Before we describe the rel-evant CREATE
statements, we discuss schema and catalog concepts in Section 4.1.1 to place
our discussion in perspective. Section 4.1.2 describes how tables are created,
and Section 4.1.3 describes the most important data types available for
attribute specification. Because the SQL specification is very large, we give a
description of the most important features. Further details can be found in the
various SQL stan-dards documents (see end-of-chapter bibliographic notes).
1. Schema and Catalog
Concepts in SQL
Early versions of SQL did not include the concept of a relational
database schema; all tables (relations) were considered part of the same
schema. The concept of an SQL schema was incorporated starting with SQL2 in
order to group together tables and other constructs that belong to the same
database application. An SQL schema
is identified by a schema name, and
includes an authorization identifier
to indicate the user or account who owns the schema, as well as descriptors for each element in the schema. Schema elements include tables, constraints, views, domains, and other
constructs (such as authorization grants) that describe the schema. A schema is
created via the CREATE
SCHEMA statement, which can include all
the schema elements’ definitions. Alternatively, the schema can be assigned a
name and authorization identifier, and the elements can be defined later. For
example, the following statement creates a schema called COMPANY, owned by the user with authorization iden-tifier ‘Jsmith’. Note that
each statement in SQL ends with a semicolon.
CREATE SCHEMA COMPANY
AUTHORIZATION ‘Jsmith’;
In general, not all users are authorized to create schemas and schema
elements. The privilege to create schemas, tables, and other constructs must be
explicitly granted to the relevant user accounts by the system administrator or
DBA.
In addition to the concept of a schema, SQL uses the concept of a catalog—a named collection of schemas
in an SQL environment. An SQL environment
is basically an installation of an SQL-compliant RDBMS on a computer system. A catalog always contains a
special schema called INFORMATION_SCHEMA, which provides information on
all the schemas in the catalog and all the element descriptors in these
schemas. Integrity constraints such as referential integrity can be defined
between relations only if they exist in schemas within the same catalog.
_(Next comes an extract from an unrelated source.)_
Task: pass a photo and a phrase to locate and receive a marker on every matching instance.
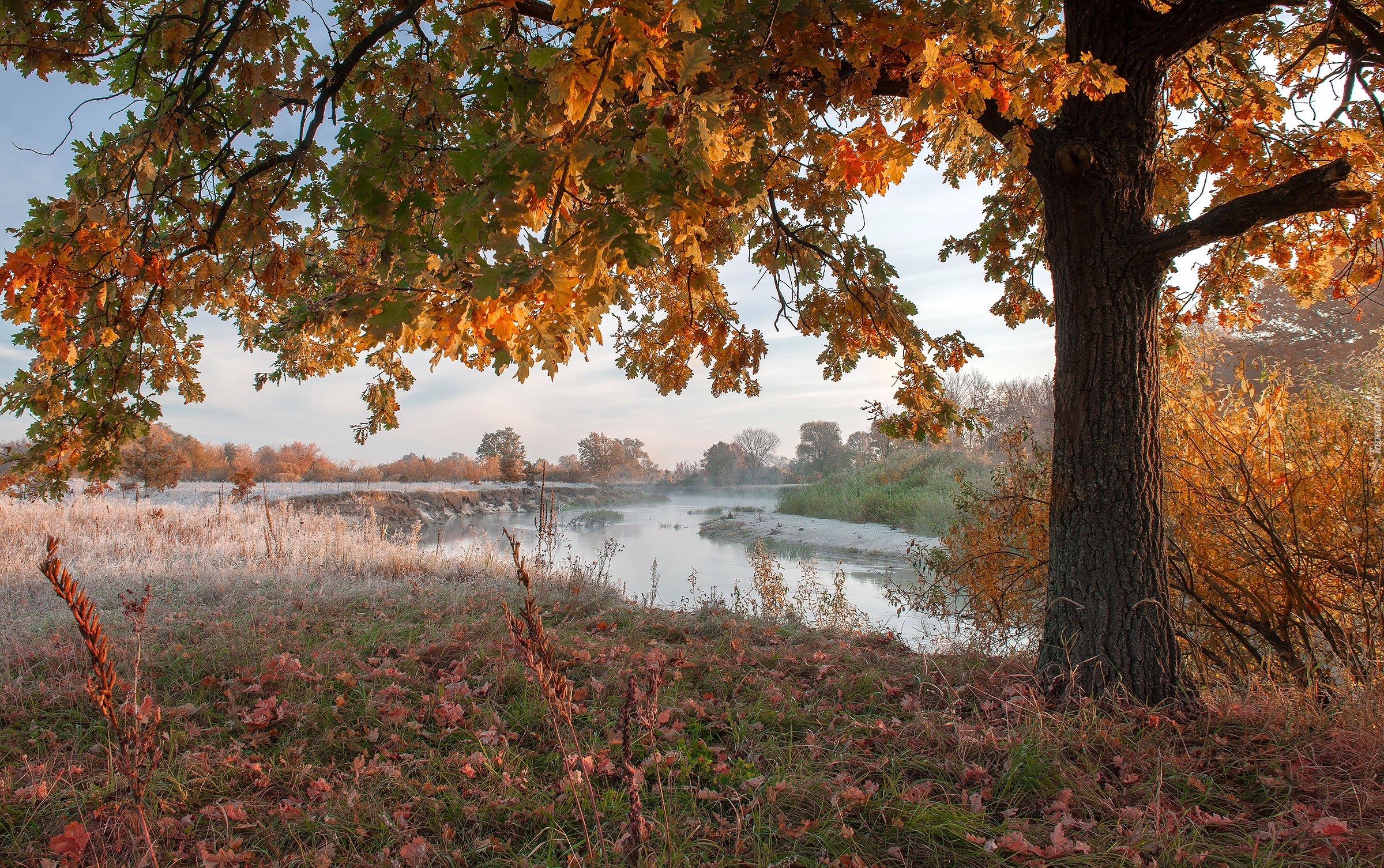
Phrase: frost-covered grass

Schemas within the same catalog can also share certain elements, such as domain
definitions.
2. The CREATE TABLE
Command in SQL
The CREATE
TABLE command is used to specify a new relation by
giving it a name and specifying its attributes and initial constraints. The
attributes are specified first, and each attribute is given a name, a data type
to specify its domain of values, and any attribute constraints, such as NOT NULL. The key, entity integrity, and referential integrity constraints can
be specified within the CREATE TABLE statement after the attributes
are declared, or they can be added later using the ALTER TABLE command (see Chapter 5). Figure 4.1 shows sample data definition
statements in SQL for the COMPANY relational database schema shown
in Figure 3.7.
Typically, the SQL schema in which the relations are declared is
implicitly specified in the environment in which the CREATE TABLE statements are executed. Alternatively, we can explicitly attach the
schema name to the relation name, sepa-rated by a period. For example, by
writing
CREATE TABLE COMPANY.EMPLOYEE
...
rather than
CREATE TABLE EMPLOYEE ...
as in Figure 4.1, we can explicitly (rather than implicitly) make the EMPLOYEE table part of the COMPANY schema.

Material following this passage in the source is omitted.